Riverdale High School graduate Rachel Lumpkin will attend Motlow in the fall with hopes the two-year school will ensure she ends up with a degree.

While going to college was never a question for her, paying for that higher education was a concern after her father’s cancer treatments used up her family’s savings, she said.

By the time she enrolls at MTSU, she hopes to have two years worth of general education courses out fo the way without any financial burden.

“Honestly, it’s a gift from the state of Tennessee,” Lumpkin said. “It’s really going to help out my family financially.”

For Lumpkin, getting and staying eligible have been fairly simple because of the effort Riverdale faculty and staff in reaching out to students and ensuring they did everything necessary to receive the grants.

She was connected with a mentor on campus, received help filling out the FAFSA and received frequent reminders about the next steps in the program until she graduated from the Murfreesboro high school in May.

In between graduation and enrollment, she’s working on what’s turned into her favorite part of the process — the eight hours of mandatory community service.

Lumpkin and some of her friends going to community college decided to join together and donate their time to HOPE Lodge in Nashville, a home for cancer patients as they go through treatments.

“It hits home for me,” Lumpkin said. “It’s really great to get out and love people who are in a situation I understand.”

Through the program, Lumpkin said she would return to HOPE Lodge.

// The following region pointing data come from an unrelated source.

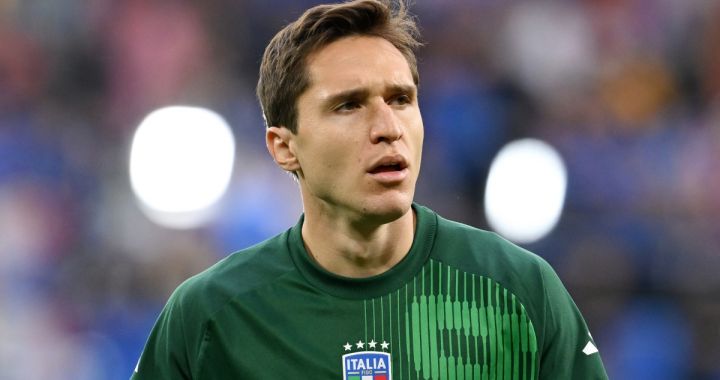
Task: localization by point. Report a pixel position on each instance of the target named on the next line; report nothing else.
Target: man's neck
(355, 249)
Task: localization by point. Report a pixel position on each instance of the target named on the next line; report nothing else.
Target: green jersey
(462, 304)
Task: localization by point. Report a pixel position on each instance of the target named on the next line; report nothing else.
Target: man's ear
(279, 141)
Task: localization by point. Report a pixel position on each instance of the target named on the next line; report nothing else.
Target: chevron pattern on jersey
(448, 324)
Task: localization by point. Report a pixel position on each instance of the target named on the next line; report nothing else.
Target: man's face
(360, 133)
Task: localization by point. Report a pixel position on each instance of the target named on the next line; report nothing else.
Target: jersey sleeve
(170, 350)
(568, 351)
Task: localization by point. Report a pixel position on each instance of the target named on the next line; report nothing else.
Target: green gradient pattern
(449, 324)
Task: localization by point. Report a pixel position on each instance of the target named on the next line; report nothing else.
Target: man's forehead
(358, 62)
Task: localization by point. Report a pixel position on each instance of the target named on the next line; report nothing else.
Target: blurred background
(627, 92)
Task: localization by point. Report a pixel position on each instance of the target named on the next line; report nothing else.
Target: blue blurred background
(628, 91)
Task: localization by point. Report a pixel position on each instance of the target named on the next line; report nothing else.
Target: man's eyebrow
(361, 93)
(352, 94)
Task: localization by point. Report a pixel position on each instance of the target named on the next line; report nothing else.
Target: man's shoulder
(238, 273)
(484, 252)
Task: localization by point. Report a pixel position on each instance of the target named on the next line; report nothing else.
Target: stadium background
(628, 91)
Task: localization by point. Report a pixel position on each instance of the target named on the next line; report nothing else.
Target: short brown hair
(283, 74)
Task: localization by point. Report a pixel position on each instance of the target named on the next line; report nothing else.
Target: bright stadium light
(181, 162)
(525, 190)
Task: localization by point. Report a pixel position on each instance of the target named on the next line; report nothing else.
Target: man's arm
(569, 351)
(166, 354)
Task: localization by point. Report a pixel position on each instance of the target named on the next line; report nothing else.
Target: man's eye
(401, 100)
(347, 106)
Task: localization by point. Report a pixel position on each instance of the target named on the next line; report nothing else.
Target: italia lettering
(360, 364)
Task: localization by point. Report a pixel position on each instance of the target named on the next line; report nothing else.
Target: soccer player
(368, 284)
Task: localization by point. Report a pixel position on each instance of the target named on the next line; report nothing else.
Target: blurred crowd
(628, 91)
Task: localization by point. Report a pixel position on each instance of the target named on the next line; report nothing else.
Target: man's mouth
(387, 168)
(389, 164)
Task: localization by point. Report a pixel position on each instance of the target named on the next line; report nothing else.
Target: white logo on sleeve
(590, 347)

She said Tennessee Promise students get a better sense of the communities they serve by volunteering.

“They’re pushing kids out into the community and asking them to serve,” Lumpkin said.

Freshmen in good hands

Apple at Motlow said making sure those students make it to classes in the fall is a top priority.

That means reminding students to enroll in classes, sign up for a new student orientation in July and refer them to organizations where they can complete their volunteer hours.

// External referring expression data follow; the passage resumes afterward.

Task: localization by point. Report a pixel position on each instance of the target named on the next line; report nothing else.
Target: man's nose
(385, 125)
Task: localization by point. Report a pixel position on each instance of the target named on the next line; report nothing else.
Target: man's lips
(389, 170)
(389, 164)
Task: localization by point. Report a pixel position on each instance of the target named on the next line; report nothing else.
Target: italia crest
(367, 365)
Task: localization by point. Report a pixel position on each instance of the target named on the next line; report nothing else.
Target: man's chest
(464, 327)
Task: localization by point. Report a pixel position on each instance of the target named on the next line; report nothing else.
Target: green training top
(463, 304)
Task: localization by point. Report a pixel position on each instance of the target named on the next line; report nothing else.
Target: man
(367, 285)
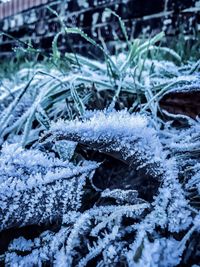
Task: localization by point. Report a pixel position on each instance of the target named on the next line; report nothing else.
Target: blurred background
(31, 21)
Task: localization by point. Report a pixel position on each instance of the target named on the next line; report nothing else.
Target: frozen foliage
(126, 136)
(37, 188)
(67, 181)
(45, 188)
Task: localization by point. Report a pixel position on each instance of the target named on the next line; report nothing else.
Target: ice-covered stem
(122, 135)
(36, 188)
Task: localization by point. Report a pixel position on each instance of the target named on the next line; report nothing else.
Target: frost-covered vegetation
(93, 170)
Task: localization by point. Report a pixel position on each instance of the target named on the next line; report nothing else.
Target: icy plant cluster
(42, 187)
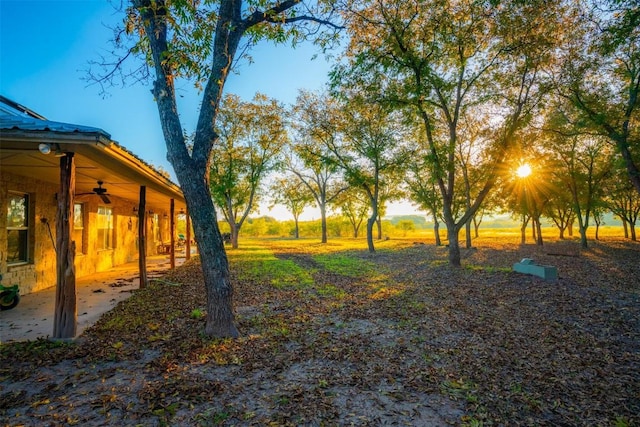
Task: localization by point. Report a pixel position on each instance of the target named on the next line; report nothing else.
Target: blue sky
(45, 46)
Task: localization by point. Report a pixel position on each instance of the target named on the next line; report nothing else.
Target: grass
(334, 335)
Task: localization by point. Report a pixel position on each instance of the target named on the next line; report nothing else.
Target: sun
(523, 171)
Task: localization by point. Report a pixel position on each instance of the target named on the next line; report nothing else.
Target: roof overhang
(97, 158)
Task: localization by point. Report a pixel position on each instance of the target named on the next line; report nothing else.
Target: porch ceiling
(96, 159)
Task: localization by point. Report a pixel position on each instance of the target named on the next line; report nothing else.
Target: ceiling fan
(100, 191)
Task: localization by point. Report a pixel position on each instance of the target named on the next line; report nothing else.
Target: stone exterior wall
(40, 271)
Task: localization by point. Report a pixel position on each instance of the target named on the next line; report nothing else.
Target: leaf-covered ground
(333, 335)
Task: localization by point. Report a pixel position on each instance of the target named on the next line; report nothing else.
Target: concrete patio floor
(96, 294)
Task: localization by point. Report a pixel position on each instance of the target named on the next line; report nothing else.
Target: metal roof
(98, 157)
(13, 116)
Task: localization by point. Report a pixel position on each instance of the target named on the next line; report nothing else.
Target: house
(110, 182)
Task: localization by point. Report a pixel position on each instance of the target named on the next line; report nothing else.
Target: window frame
(24, 232)
(105, 240)
(80, 245)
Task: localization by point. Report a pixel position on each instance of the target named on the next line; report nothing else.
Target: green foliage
(197, 313)
(345, 265)
(260, 264)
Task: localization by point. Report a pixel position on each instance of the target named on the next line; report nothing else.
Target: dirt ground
(397, 338)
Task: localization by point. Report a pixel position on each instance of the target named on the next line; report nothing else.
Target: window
(156, 228)
(78, 227)
(17, 228)
(105, 227)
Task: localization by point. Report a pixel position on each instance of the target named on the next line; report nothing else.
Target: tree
(310, 158)
(199, 42)
(251, 138)
(369, 149)
(354, 204)
(423, 191)
(291, 192)
(584, 163)
(623, 201)
(443, 61)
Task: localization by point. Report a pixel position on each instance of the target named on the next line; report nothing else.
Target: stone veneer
(40, 272)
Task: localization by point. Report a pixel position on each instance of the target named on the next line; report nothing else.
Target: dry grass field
(334, 335)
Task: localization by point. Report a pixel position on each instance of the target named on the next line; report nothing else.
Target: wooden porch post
(66, 313)
(142, 236)
(187, 244)
(172, 232)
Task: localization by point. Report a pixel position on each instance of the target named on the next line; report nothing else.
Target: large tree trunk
(215, 266)
(454, 245)
(370, 223)
(142, 236)
(583, 234)
(296, 232)
(523, 229)
(539, 241)
(323, 220)
(66, 314)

Once classes start in August, the community college’s new facility in Smyrna will give it the space to accommodate extra students, Apple said.

Even as students are enrolling into fall classes, the college is prepared to hire adjuncts and create new classes at whatever time they can to make sure everyone’s needs are met, she said.

“We’re trying to take a proactive approach and take everything into account,” Apple said. “We want push into this 100 percent ready and add on as we get a better sense of how this will work.”

Statewide and community college officials have said the second year of the Tennessee Promise process will be more effective, if only because they will know what to expect with incoming students.

While the recruitment for the second class of Promise students is already underway, Krause of Tennessee Promise is certain the first class will be in good hands.

“We’re very confident with the ability to have these students on campus,” Krause said.

The community-college environment will give her a smoother transition into higher education that she expected to have an institution like MTSU, where she first planned to go.

She still plans on attending the Murfreesboro university after her first two years, finish a degree and start a career in real estate.

James’ plan is different from when she first began looking at college, but she said she is optimistic the Tennessee Promise plan will emerge as a successful one.

“I’m feeling pretty confident,” James said. “Maybe I’m just nervous I don’t miss a step or lose a scholarship.”